168 yıldan beri kooperatifçiler dünyada insanın refahı, doğanın korunması ve barışın sağlanması için faaliyet göstermektedirler. Kooperatifler oluşturdukları sosyal ağırlıklı ekonomik hareketi dünyaya yaymışlar ve bir dayanışma hareketine dönüşmüştür. Dünyanın ilk uluslararası sivil örgütlerinden biri olan Uluslararası Kooperatifler Birliği’ni  (ICA) 1895 yılında kurulmuştur. Tüm kooperatifçiler bu dayanışma platformunda belirlenen kriterler çerçevesinde tüm dünyada halkın kendi kendine yardım modeli haline gelmişler. http://www.youtube.com/watch?v=BtwSfnlLbOY&feature=related

Bu evrensel ilkeler tüm insanlığın ve ülkelerin yararına olan ilkelerdir. Bugünkü gelişmiş ülkelerin gelişme hikâyeleri içinde kooperatiflerin payı büyüktür. Kırsal kalkınmasını sağlayamayan, toplumsal refahı artıramayan bir ülkenin gelişmesi mümkün değildir. Bu ülkelerde ekonominin her dalında kooperatifler etkin ve güçlü konumda topluma ve ülkeye hizmet etmektedirler.

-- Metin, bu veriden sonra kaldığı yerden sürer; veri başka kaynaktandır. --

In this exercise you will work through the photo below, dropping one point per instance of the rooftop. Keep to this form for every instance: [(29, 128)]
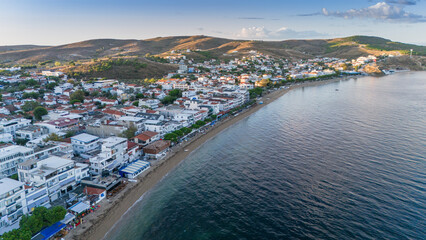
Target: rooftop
[(8, 184), (84, 137)]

Başta Batı ülkeleri olmak üzere gelişmiş ülkelerde kooperatifler ekonominin itici gücü olma özelliğini korumakta ve serbest piyasa ekonomisi içinde toplumun menfaatlerine uygun rol üstlenmektedir. Dünyadaki yeni değişimlere göre yeni alanlara girmektedir.  Kırsaldaki kooperatifleri üretimde, pazarlamada, sağlıkta, sosyal hizmetlerde, turizmde, bankacılıkta, enerjide daha birçok alanda görmek mümkündür. Kooperatiflerin her alanda gelişmesi desteklenmektedir. Hiç değilse engel olmamaktadırlar.

Bugün dünyada 1 milyar kooperatif üyesi bulunmakta ve kooperatiflerin sahip olduğu işletmelerin cirosu 1,1 trilyon dolardır. Günümüzde global krizden en az etkilenen kooperatifçilik hareketidir. Kooperatifler sahip oldukları ekonomik büyüklük ile dünyanın 10. En büyük ekonomik gücünü oluşturmaktadırlar. http://www.uk.coop/pressrelease/co-operation-now-dominant-force-global-business-ownership#overlay-context=,

Ülkemiz dünya kooperatifçilik hareketi tarihi içinde yer alan en eski ülkeler arasında olmasına rağmen ülkemizdeki kooperatifçilik sorunları devam etmektedir. Dünyadaki gelişmeler dikkate alındığında ülkemizdeki tablo hiçte iyi görülmemektedir. Özellikle 1980 sonrası izlenen politikalar çerçevesinde kooperatifçilik yeterli gelişmeyi göstermek bir tarafa mevcut konumunu dahi koruyamamıştır. Bu durumdan tüm ülke zarar görmüştür.  Gerçekte kaybeden ülkemiz olmuştur. Bugün bulunduğumuz noktada kooperatifçilik hareketimiz yine de birçok alanda faaliyet göstermektedir. Dünya Kooperatifçilik hareketini de yakında izlemektedir.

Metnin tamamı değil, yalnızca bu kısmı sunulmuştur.